Brasil manterá comércio com EUA e China apesar de pressões, diz Vieira

O ministro disse que o governo Lula pretende preservar o diálogo com países de diferentes orientações políticas e avaliou que tarifas norte-americanas afetam economias de toda a região.

O ministro das Relações Exteriores, Mauro Vieira, afirmou que o Brasil pretende preservar suas relações econômicas com Estados Unidos e China e ampliar o comércio com outros mercados, sem aceitar pressões para reduzir vínculos com determinados parceiros. A declaração foi feita em entrevista exclusiva ao jornal argentino Clarín.

Ao ser questionado sobre a pressão de Washington para limitar a presença econômica chinesa na América Latina, o chanceler destacou que os Estados Unidos são o segundo parceiro comercial do Brasil.

"O Brasil tem relações muito importantes com os Estados Unidos, é nosso segundo parceiro comercial, e tem relações importantes com a ChinaA China não está presente apenas no Brasil, mas em toda a América", afirmou.

Vieira disse que o presidente Luiz Inácio Lula da Silva busca ampliar a presença comercial brasileira em diferentes regiões. Segundo ele, as trocas com o Sudeste Asiático vêm crescendo, enquanto o governo também mantém relações com países europeus.
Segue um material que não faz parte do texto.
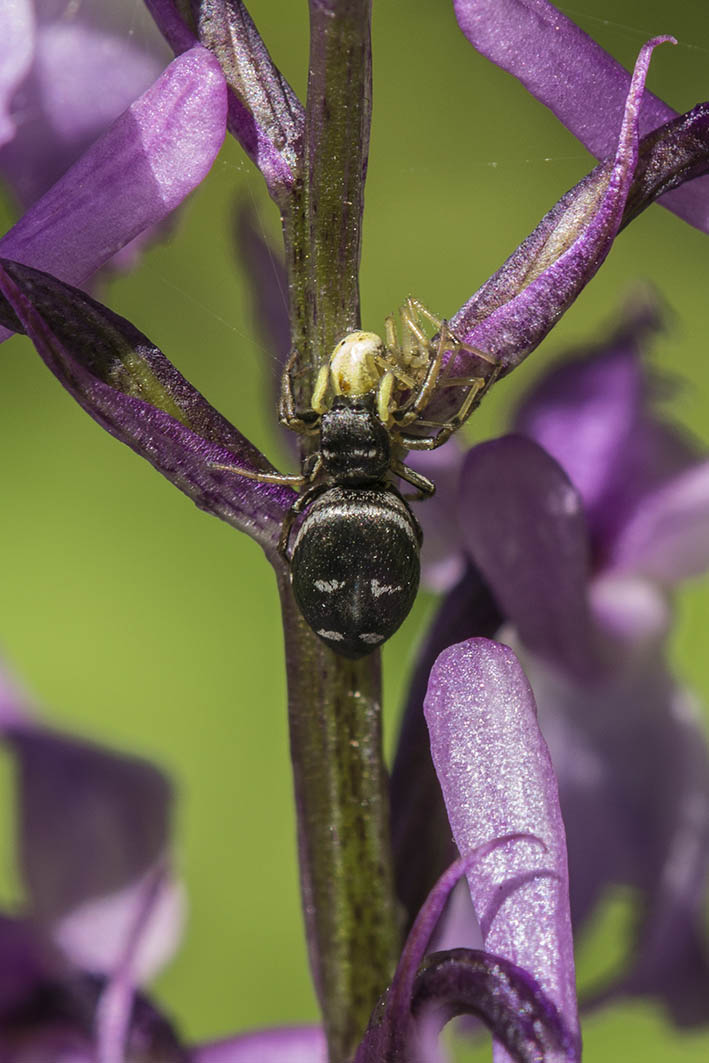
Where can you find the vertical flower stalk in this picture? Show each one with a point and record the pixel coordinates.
(335, 704)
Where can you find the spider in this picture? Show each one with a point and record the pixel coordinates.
(354, 563)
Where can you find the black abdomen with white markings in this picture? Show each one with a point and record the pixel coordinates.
(355, 566)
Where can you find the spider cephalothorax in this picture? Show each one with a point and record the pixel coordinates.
(354, 562)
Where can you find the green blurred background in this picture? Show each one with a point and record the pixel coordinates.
(145, 624)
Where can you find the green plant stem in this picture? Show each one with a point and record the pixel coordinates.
(344, 847)
(341, 787)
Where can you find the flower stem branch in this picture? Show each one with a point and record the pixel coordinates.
(343, 836)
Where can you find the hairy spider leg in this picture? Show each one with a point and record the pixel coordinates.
(424, 487)
(287, 412)
(298, 507)
(284, 478)
(478, 386)
(412, 410)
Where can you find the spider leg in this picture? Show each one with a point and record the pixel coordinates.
(424, 488)
(298, 507)
(287, 412)
(478, 386)
(263, 477)
(421, 400)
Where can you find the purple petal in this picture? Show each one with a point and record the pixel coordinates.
(136, 394)
(61, 112)
(17, 35)
(420, 829)
(595, 400)
(115, 1006)
(267, 123)
(471, 982)
(298, 1044)
(524, 527)
(91, 822)
(96, 933)
(26, 962)
(496, 777)
(671, 958)
(516, 308)
(134, 175)
(568, 71)
(667, 539)
(632, 766)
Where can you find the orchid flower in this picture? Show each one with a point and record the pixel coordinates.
(491, 762)
(583, 573)
(102, 911)
(97, 140)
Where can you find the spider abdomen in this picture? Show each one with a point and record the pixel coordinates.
(355, 567)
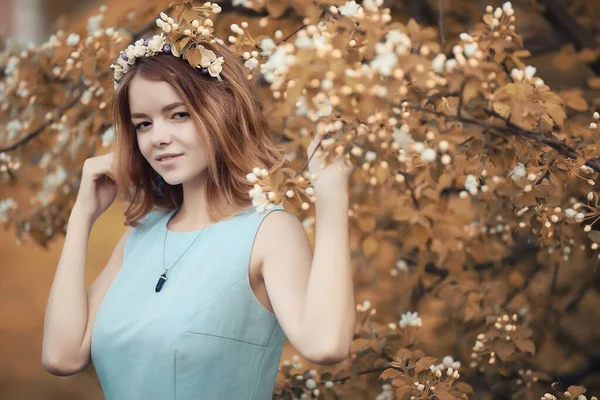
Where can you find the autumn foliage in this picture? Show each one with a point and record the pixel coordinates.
(473, 202)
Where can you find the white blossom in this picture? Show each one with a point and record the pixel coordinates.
(518, 172)
(384, 62)
(156, 43)
(251, 63)
(530, 71)
(471, 183)
(350, 9)
(402, 137)
(428, 154)
(410, 319)
(5, 206)
(267, 45)
(72, 39)
(93, 24)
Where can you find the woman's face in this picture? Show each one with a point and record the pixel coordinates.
(163, 125)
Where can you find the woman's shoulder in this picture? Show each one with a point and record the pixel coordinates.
(150, 219)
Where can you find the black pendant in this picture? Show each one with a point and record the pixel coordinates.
(161, 282)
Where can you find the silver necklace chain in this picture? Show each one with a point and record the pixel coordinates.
(163, 276)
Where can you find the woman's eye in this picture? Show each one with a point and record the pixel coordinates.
(141, 125)
(181, 115)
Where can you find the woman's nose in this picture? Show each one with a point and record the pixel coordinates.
(161, 134)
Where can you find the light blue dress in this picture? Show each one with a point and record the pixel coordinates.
(204, 335)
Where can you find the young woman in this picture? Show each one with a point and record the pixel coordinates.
(201, 291)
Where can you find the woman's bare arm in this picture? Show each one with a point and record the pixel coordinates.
(71, 310)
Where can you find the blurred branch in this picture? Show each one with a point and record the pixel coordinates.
(442, 37)
(562, 21)
(410, 188)
(36, 132)
(514, 129)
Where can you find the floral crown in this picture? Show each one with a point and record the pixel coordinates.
(182, 39)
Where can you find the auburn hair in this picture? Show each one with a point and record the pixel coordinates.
(230, 119)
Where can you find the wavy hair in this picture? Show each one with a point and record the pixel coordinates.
(230, 119)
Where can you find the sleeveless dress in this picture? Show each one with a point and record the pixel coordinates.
(204, 335)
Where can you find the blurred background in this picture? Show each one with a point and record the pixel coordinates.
(27, 270)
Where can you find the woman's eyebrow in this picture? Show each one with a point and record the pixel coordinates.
(164, 110)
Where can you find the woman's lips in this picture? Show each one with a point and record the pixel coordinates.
(168, 160)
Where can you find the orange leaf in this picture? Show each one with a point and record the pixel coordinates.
(443, 395)
(367, 223)
(424, 363)
(576, 102)
(370, 246)
(525, 345)
(504, 349)
(390, 373)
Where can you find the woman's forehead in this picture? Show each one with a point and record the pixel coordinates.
(150, 96)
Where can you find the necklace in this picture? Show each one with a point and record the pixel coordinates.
(163, 276)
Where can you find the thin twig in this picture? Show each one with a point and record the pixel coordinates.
(442, 36)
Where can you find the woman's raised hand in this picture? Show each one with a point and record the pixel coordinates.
(98, 189)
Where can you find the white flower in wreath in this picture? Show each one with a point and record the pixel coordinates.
(130, 53)
(251, 63)
(139, 50)
(208, 56)
(122, 63)
(216, 67)
(156, 43)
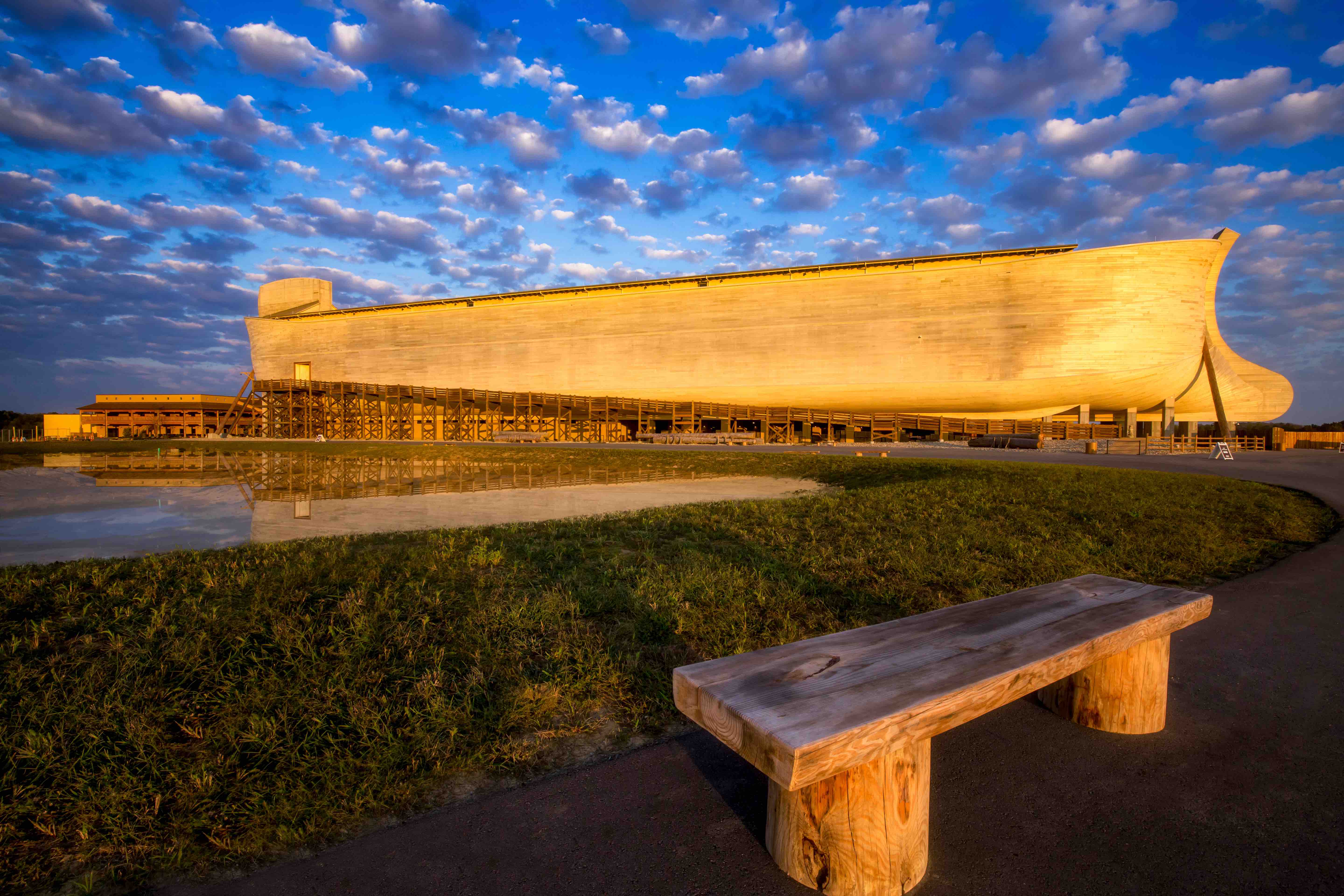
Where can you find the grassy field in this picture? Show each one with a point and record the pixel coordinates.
(182, 711)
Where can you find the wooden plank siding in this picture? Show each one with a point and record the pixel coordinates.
(1006, 335)
(308, 409)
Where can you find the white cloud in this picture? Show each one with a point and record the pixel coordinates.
(704, 19)
(608, 39)
(585, 272)
(807, 193)
(511, 70)
(271, 50)
(529, 143)
(417, 37)
(288, 167)
(693, 256)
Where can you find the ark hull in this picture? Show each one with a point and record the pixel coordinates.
(1021, 334)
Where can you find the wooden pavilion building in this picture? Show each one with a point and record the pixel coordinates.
(168, 416)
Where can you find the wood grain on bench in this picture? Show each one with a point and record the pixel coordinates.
(807, 711)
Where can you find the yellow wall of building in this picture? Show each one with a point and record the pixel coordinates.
(60, 426)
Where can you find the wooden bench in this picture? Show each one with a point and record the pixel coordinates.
(840, 724)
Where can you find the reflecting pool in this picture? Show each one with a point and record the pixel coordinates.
(100, 506)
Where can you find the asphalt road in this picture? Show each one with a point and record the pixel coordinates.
(1241, 794)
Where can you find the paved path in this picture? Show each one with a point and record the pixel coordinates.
(1242, 793)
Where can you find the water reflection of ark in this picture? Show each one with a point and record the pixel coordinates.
(299, 495)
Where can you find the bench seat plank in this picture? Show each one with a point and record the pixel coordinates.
(806, 711)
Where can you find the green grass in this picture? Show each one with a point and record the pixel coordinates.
(181, 711)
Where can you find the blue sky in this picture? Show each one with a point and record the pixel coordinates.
(158, 162)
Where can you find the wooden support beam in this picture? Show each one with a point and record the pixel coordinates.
(865, 831)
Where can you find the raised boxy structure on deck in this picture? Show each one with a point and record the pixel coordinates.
(1130, 332)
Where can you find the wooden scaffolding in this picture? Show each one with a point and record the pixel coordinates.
(308, 409)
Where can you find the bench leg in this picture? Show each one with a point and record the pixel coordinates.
(863, 832)
(1126, 694)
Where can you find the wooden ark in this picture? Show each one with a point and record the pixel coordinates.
(1014, 334)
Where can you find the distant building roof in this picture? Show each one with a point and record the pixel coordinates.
(178, 404)
(189, 399)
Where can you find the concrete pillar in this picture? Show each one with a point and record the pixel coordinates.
(1169, 417)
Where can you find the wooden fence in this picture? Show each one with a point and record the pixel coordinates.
(1287, 440)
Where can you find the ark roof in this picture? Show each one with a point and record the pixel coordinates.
(879, 265)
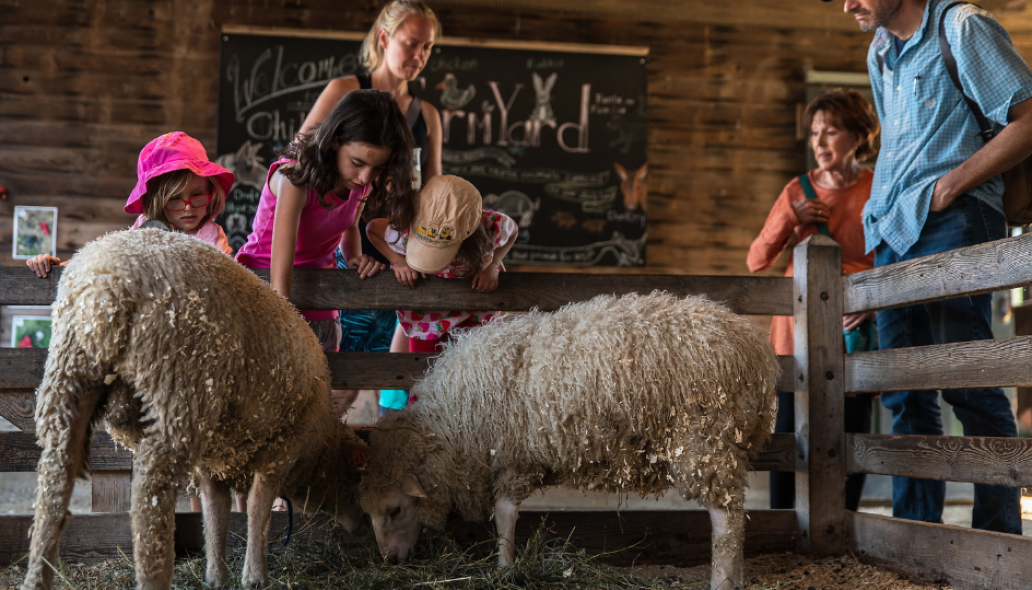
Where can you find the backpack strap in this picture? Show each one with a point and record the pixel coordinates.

Vieira critica sanções como instrumento de pressão

O chanceler rejeitou o uso de medidas comerciais punitivas como instrumento de negociação. "Eu entendo que a política de pressões e de sanções não é útil, o que serve é a negociação", declarou.

Segundo Vieira, a política externa brasileira deve priorizar os interesses do país sem levar em conta a orientação política dos governos com os quais Brasília mantém relações.

"A Lula não interessa a política de outros países, como chefe de Estado está aberto a discutir e negociar com todos os países independentemente da posição política de cada um", afirmou.

O ministro acrescentou que o governo brasileiro não considera medidas punitivas um caminho para obter melhores condições em negociações. "Não é crível que uma ação punitiva vá melhorar a posição em uma negociação", disse.

Vieira também afirmou que as tarifas aplicadas pelos Estados Unidos produzem efeitos em diferentes países latino-americanos. Segundo ele, tanto Brasil quanto Argentina enfrentam impactos das medidas comerciais de Washington.

O chanceler avaliou ainda que o resultado das eleições legislativas norte-americanas pode provocar mudanças nessa política.

"Se perder as eleições legislativas, talvez isso tenha um reflexo sobre essa política tarifária e ela seja aliviada. Todos os países da região têm dificuldades com isso, incluindo a Argentina, e o Brasil também. Todos estamos sofrendo o impacto das tarifas norte-americanas", afirmou.